Manfaat dan fungsi mang­rove sangat jelas bagi kehidup­an manusia, ekosistem pesisir dan biota laut. Penurunan daya dukung hutan mangrove akibat pemanfaatan lahan dan pembabatan pohon mangrove akan sangat mengurangi fungsi ekologinya, termasuk hubungan dengan ekosistem pesisir lain dan manusia. Namun, di Indonesia pembuktian dampak pengrusakan hutan mangrove secara ilmiah masih sangat terbatas. Padahal, pembuktian ini sangat diperlukan untuk meyakinkan pemerintah, pemangku kepentingan dan masyarakat tentang besarnya efek yang dihasilkan dari pembabatan mangrove yang tidak terkendali.
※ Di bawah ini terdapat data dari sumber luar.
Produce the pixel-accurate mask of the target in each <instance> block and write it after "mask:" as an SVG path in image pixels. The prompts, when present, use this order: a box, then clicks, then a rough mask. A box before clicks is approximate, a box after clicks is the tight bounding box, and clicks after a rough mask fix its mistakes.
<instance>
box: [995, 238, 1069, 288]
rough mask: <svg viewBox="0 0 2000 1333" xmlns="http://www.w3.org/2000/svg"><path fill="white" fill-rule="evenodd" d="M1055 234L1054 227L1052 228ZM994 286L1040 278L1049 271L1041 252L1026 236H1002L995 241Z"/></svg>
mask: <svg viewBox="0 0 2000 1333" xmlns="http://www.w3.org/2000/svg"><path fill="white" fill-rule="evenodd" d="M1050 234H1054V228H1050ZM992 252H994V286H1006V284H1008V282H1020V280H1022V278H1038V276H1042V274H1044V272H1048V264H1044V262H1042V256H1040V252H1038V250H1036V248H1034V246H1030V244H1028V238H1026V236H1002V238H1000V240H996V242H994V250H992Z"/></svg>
Dengan demikian, proses pembelajaran akibat pembabatan mangrove dan perusakan ekosistem pesisir lainnya seperti estuaria, padang lamun dan terumbu karang belum dapat dilaksanakan secara maksimal.

Tendensi penelitian sebaiknya diarahkan ke lokasi-lokasi mangrove yang potensial, namun mengalami banyak degradasi akibat aktivitas manusia, seperti di pantai timur Sumatera, Kalimantan timur dan Papua. Sehingga, dapat dilakukan studi komparatif antara kondisi mang­rove yang baik dan rusak.
Usaha pelestarian hutan mangrove harus terus disosia­lisasikan dan dilaksanakan, baik secara formal maupun informal. Payung hukum bagi perlindungan hutan mangrove baru mulai disusun pada akhir 2006, tetapi masih perlu waktu untuk merampungkannya.

Untuk itu, semua instansi terkait dapat bekerja sama dalam pelestarian ekosistem ini dan pemangku kepentingan dapat membantu secara aktif. Semua usaha ini dilakukan tidak hanya untuk pemulihan dan meningkatkan peranan hutan mangrove, tetapi juga untuk pelestarian biota laut lainnya yang menjadi salah satu sumber protein hewani bagi masyarakat.